之后,每次在學校里看到閣閣,她還是像我第一次看到她那樣,抱著書,低著頭,匆匆地走。
一個星期后,我收到我哥哥的信。他說,其實這個世界一直只有黑色和白色,只是我們一直在自欺欺人,才給他強行抹上凌亂的色彩。
我在給他的回信里寫道:這個世界的顏色是無法用其他色彩來掩蓋的,因為他的底色太濃重,會把我們的顏色吞噬掉……
閣閣
終于還有一個小時就要高考了。我走進洗手間,想洗把臉讓自己清醒一下。把水撲到臉上的時候真的很舒服,所有的神經都像用薄荷葉洗過一樣。抬起頭,看著鏡子。里面的人滿臉都是水珠,左眼和右眼都是蒼白的。
她,是誰?
我把手重重地敲進鏡子,看著鏡子里的左眼和右眼隨著碎片一同瀉下來,被紅色一滴一滴地覆蓋,直到吞沒……

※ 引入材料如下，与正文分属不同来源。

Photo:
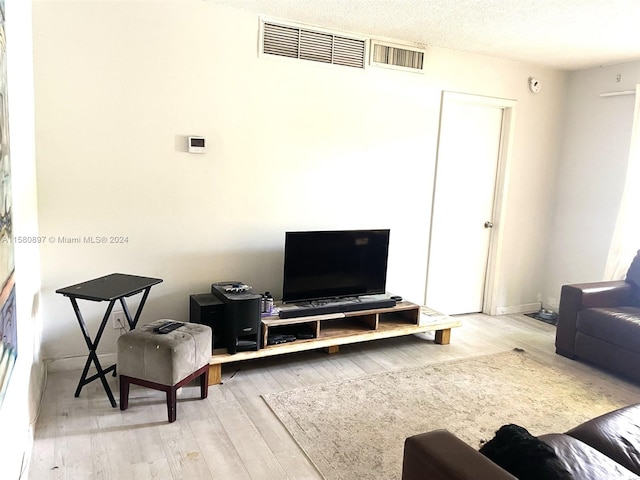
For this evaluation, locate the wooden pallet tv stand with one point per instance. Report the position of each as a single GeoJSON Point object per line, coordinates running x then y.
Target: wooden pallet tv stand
{"type": "Point", "coordinates": [335, 329]}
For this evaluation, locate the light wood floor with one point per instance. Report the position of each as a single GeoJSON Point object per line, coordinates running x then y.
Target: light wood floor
{"type": "Point", "coordinates": [233, 434]}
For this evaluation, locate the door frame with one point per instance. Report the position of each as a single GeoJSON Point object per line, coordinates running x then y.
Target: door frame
{"type": "Point", "coordinates": [493, 279]}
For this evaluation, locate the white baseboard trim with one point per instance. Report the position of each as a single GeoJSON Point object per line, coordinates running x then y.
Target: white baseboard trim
{"type": "Point", "coordinates": [78, 362]}
{"type": "Point", "coordinates": [526, 308]}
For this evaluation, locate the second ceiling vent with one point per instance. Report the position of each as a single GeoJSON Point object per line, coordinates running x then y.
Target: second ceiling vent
{"type": "Point", "coordinates": [397, 56]}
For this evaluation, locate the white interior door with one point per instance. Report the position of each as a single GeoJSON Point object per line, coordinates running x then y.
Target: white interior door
{"type": "Point", "coordinates": [469, 149]}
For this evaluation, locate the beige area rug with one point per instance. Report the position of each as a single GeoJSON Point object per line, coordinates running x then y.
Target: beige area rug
{"type": "Point", "coordinates": [355, 429]}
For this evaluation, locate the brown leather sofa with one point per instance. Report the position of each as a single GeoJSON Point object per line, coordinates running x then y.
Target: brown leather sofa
{"type": "Point", "coordinates": [605, 448]}
{"type": "Point", "coordinates": [600, 322]}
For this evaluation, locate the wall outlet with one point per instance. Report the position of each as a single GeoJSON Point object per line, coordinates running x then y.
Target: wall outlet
{"type": "Point", "coordinates": [119, 319]}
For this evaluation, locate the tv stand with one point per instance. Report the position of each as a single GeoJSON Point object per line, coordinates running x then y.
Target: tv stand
{"type": "Point", "coordinates": [331, 330]}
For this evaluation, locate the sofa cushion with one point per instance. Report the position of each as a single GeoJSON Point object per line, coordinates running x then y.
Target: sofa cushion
{"type": "Point", "coordinates": [616, 434]}
{"type": "Point", "coordinates": [619, 326]}
{"type": "Point", "coordinates": [584, 462]}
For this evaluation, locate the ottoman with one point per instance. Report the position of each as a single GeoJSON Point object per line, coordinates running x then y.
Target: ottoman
{"type": "Point", "coordinates": [164, 362]}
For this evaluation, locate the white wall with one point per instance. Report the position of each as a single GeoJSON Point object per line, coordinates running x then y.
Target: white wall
{"type": "Point", "coordinates": [19, 410]}
{"type": "Point", "coordinates": [291, 145]}
{"type": "Point", "coordinates": [591, 175]}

我抬頭看鏡子原來掛著的地方,露出了雪白的顏色,雪白雪白……
好漂亮……
本報訊:最新消息,本市青澤高中有一女生因高考壓力過大,于考前一小時在學校洗手間自殺身亡。請各位老師家長,做好考生的心理工作,避免這樣的悲劇再次發生。
同時祝各位考生金榜題名!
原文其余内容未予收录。